Raitt’s ace touring band plays on Dig In Deep. George Marinelli on electric guitar compliments the singer’s renowned fretwork. After former keyboardist Jon Cleary opted to pursue his solo career, Raitt recruited Mike Finnigan “who I’ve known since he played with Maria Muldaur in `73,” she says. “He was with CSN [Crosby, Stills & Nash] for 17 years so I also knew him through them.” Onstage, Finnigan is Raitt’s vocal foil. Driving the band’s rhythm section are veteran drummer Ricky Fataar (Beach Boys, Crowded House) and bassist James “Hutch” Hutchinson, who has backed Raitt since 1983. “Those two guys are just monsters,” she says.
Backed by musicians with “an incredible vocabulary,” Raitt has a long history of unexpected interpretations of rock and roll classics. “I think it started with [Del Shannon’s] `Runaway’ in 1977,” she says. But perhaps even longtime fans will be surprised by her version, on Dig In Deep, of the 1988 INXS hit “Need You Tonight.”
“I know,” agrees Raitt, with a laugh. “I can’t wait for people to get wind of that. You know I’m such a music fan. I play ‘Magic Carpet Ride’ and Jimi Hendrix songs and I love ‘Highway To Hell’ by AC/DC. There are a lot of unusual choices of things that I play in sound checks that I’ve secretly wanted to record. From the first time I heard [‘Need You Tonight’], I knew I could just kill it.” She catches herself. “That sounds egotistical. I knew I could wrap myself around it in a way that would be fresh. It’s a very sexy song.”
On a gentler note, Raitt also covers “Undone” by Bonnie Bishop, the Texas songwriter who wrote “Not Cause I Wanted To,” which Raitt interpreted on Slipstream. “I love her work,” says Raitt. “Isn’t she incredible?”
Raitt’s rich interpretations aside, her own original songs are the soul of Dig In Deep. The album contains five self-penned tracks, the largest number on one of the singer’s albums since “Fundamental” in 1998.
“I picked these songs specifically so I’d have these grooves to play live and these points of view,” says Raitt.
One point of view, conveyed powerfully by “The Comin’ Round Is Going Through” is “my frustration and anger about the hijacking of democracy by big money,” says Raitt. “To have an auction instead of an election is ridiculous,” she says. “Regardless of what your political affiliation is, everybody’s pissed off that the top one percent is getting too much of the pie, and how corrupt that is.
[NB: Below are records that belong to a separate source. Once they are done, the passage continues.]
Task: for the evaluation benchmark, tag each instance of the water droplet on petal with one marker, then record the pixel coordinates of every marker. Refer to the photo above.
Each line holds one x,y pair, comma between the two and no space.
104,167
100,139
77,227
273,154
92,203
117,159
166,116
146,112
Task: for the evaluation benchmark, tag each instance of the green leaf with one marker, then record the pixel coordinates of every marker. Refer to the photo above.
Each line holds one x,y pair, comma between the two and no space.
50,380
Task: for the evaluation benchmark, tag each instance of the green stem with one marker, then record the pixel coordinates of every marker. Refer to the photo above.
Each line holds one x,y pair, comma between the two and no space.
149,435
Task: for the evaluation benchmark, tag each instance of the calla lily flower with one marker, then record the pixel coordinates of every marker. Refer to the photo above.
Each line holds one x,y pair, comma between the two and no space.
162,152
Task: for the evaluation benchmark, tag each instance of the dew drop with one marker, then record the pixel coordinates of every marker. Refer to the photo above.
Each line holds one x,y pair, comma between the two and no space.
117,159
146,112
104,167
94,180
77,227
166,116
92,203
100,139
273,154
It’s not why people put their lives on the line for these hundreds of years, and sacrificed so much for what we have.”
But the album’s most heartfelt perspective comes on its final track, “The Ones We Couldn’t Be,” a reflection on loss, relationships and regret.
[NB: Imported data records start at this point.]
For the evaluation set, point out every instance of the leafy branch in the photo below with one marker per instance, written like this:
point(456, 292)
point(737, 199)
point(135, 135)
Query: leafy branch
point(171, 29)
Raitt lost her mother in 2004 and her father in 2005. (She remembers the night in 1990 when her album Nick Of Time swept the Grammy Awards. Her father, sitting beside her in the audience “reached over and we hugged each other. I could feel him starting to sob and I just lost it.”) Then, 2009 brought the death of her older brother, Stephen.
Of “The Ones We Couldn’t Be,” she says: “I don’t think I could have written that song without having gone through what I went through, losing so many family members. It’s been awhile. But in time, you take a look at the relationships that either had some edges in them, or were painful.
“And with time and wisdom, you start being aware of your part in what made things happen the way they did in a relationship. That’s what this song is about. I just came to this wrenching awareness that I couldn’t have been a better this or that.”
She pauses, looking for the right words. This is one of her first interviews about Dig In Deep and, she acknowledges, “I haven’t had to speak about this song yet.”
No matter. Raitt’s lyrics speak for themselves, with the ringing clarity of the heart. As she has so often during her career, on Dig In Deep, Raitt conveys emotions felt deeply by many fans who have followed her for decades.
“With time,” she says, “you have a whole different perspective.”